Özellikle AK Parti siyasetinde en çok kullanılan tabirdir “Sen bizim çocuksun”…

AK Partili eski bir yöneticiden gelen yazıyı noktasına virgülüne dokunmadan yayınlıyoruz…

“Geceni gündüzüne katarsın, günlerce yatağına hasret, çocuğuna hasret, çat kapı ev ziyaretleri yaparsın, mahallende komşunla atışırsın, iş yerinde başka partililer tarafından operasyonlara maruz kalırsın, kahvehanede Cumhurbaşkanını, partini eleştirenlere cephe alırsın, yan komşunla Reis'e laf söyledi diye bağrışırsın, azıcık bir derdin olduğunda siyasetçilerin kapısını çaldığın vakit değersiz olduğunu gördüğünde hiçbir emeği olmayanların el üstünde tutulduğunu ifade ettiğinde işte o sihirli lafı duyarsın ‘Aman onla bir mi tutuyorsun kendini, SEN BİZİM ÇOCUKSUN.’

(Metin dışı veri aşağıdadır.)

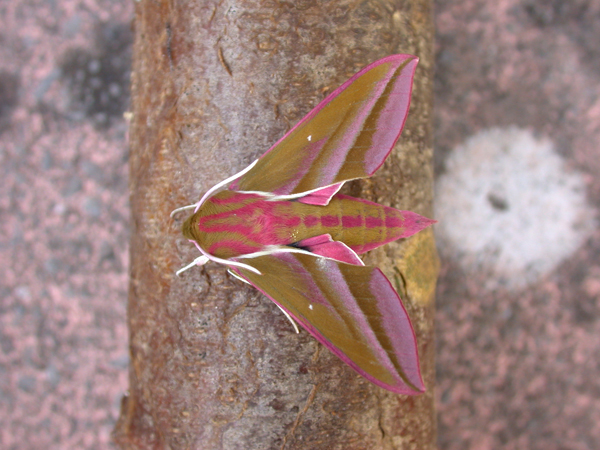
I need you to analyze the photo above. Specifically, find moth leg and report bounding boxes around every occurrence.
[227,269,252,286]
[175,255,208,276]
[170,203,198,217]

Görün artık sizin çocukları. Süslü püslü sözlerin, sırt sıvazlamanın ötesinde değer verin bizim çocuk dediklerinize. Mendil misali kullanıp bir kenara atmayın, yaralarına merhem olun, vefasızlık yapmayın. Bunca vefasızlığa rağmen 15 Temmuz gecesi yine bizim çocuksun dedikleriniz sabahlara kadar nöbet tuttu. Her seçimde bizim çocuk dedikleriniz sandıkların açılacağı son dakikaya kadar sandık nöbeti tuttu. Bizim çocuk dedikleriniz Reis'e operasyon olduğunda sosyal medyadan Reis'inin arkasında dimdik durdu. Bizim çocuklar yola çıktıklarınız ama bizim çocukları yolda bulduklarınıza değişmeyin.

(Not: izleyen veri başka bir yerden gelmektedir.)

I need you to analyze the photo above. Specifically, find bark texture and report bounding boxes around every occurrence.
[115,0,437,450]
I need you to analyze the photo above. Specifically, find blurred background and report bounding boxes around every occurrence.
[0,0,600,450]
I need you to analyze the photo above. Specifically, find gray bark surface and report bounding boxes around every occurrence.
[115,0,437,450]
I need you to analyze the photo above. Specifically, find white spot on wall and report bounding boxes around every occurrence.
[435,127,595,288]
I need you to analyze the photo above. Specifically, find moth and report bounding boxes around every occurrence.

Nedir bizim çocuklara VEFANIZ?

Vefa yemeği, üç beş pasta, börek, kek, tamam vefamızı gösterdik. Soruyorum! Bu mu sizin bizim çocuk dediklerinize vefanız! Bizim çocuk dedikleriniz kırgın. Bizim çocuk dedikleriniz üzgün. Bizim çocuk dediklerinizin içi kan ağlıyor. Vallahi de ağlıyor billahi de ağlıyor. Unutulmak, hiçe sayılmak, haksızlığa uğramış olmak, değer verilmemek bizim çocuk dediklerinizi kahrediyor. Şahsım adıma söylüyorum ve böyle birçok insan biliyorum. Artık sizin çocuk olmak istemiyoruz çünkü siz bizim çocuk dediklerinize üvey evlat muamelesi yapıyorsunuz. Ötekileştiriyorsunuz. Sonradan gelenlere daha çok değer veriyorsunuz. Sonrasında insana ‘KEŞKE SİZİN ÇOCUK OLMASAYDIM’ dedirttiriyorsunuz.

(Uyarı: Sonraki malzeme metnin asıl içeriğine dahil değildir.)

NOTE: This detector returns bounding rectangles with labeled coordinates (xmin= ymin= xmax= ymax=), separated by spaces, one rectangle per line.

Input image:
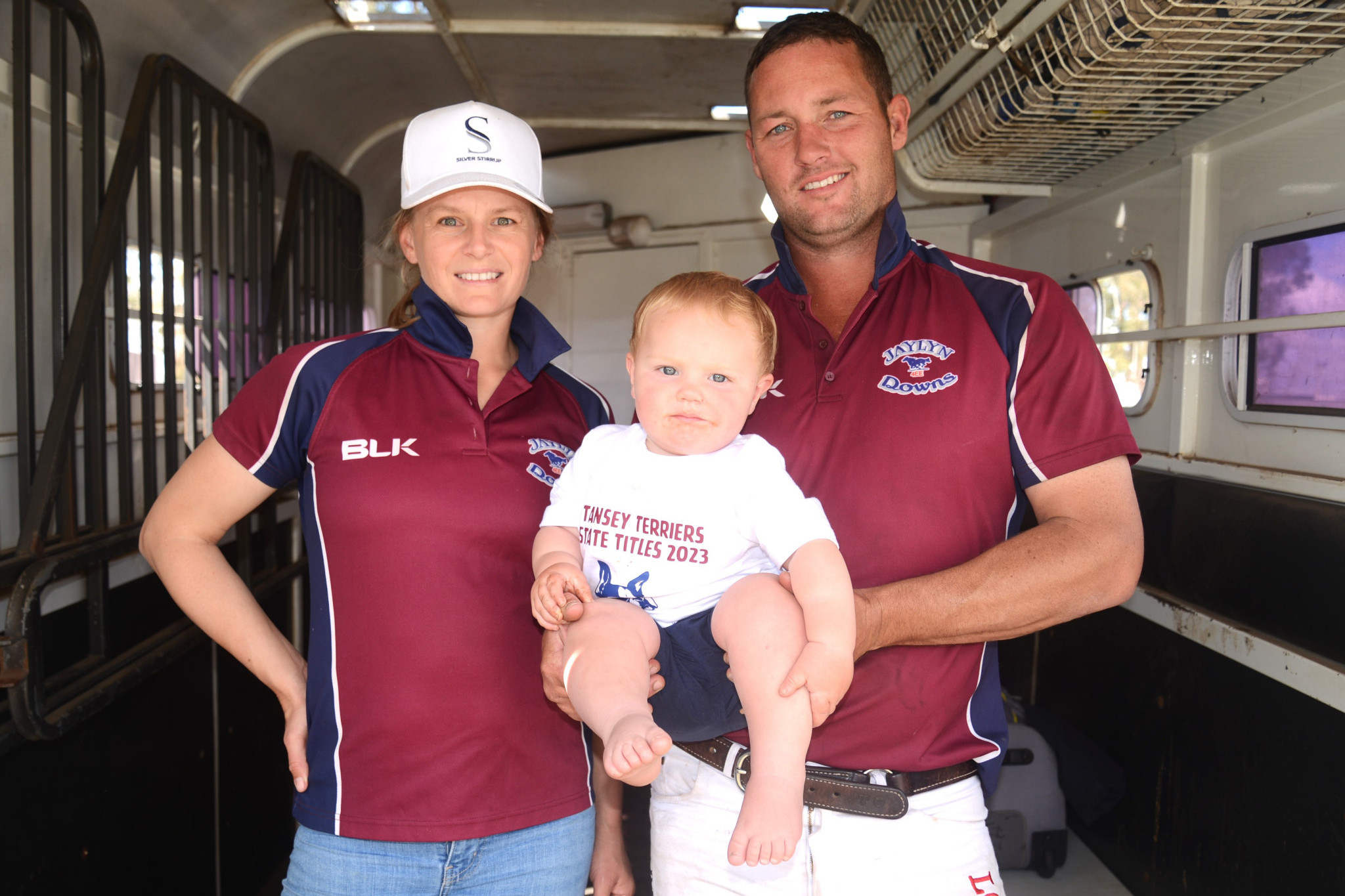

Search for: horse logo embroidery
xmin=523 ymin=439 xmax=574 ymax=485
xmin=593 ymin=560 xmax=659 ymax=610
xmin=878 ymin=339 xmax=958 ymax=395
xmin=901 ymin=354 xmax=933 ymax=379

Bu partide ne çektiyse bizim çocuk dedikleriniz çekti. Ne bedel ödediyse bizim çocuk dedikleriniz ödedi. Keşke yolda bulduklarınızın, yanlışlarının bile arkasında durduğunuz kadar bizim çocuk dediklerinizin doğrularının arkasında dursaydınız da bizim çocuklar ilk günkü heyecanıyla kalsaydı. Gidin kapı kapı dolaşın. Geçmişten bugüne kadar ne kadar partiye hizmet vermiş bizim çocuk varsa gönüllerini alın, düşmanlarımızı dost edinmeye çalışırken unuttuğunuz dostunuz olan bizim çocukları kendinize düşman etmeyin.

2019 seçimleri kazanılacaksa emin olun BİZİM ÇOCUKLAR sayesinde kazanılacaktır. Çünkü bizim çocuklar bu partiyi makam rızası için değil vatan rızası için seviyorlardı. Onların dertleriyle dertlenin, çünkü onlar ‘BİZİM ÇOCUKLAR’…”

Elçiye zeval olmaz derler.

Biz elçilik görevimizi yaptık.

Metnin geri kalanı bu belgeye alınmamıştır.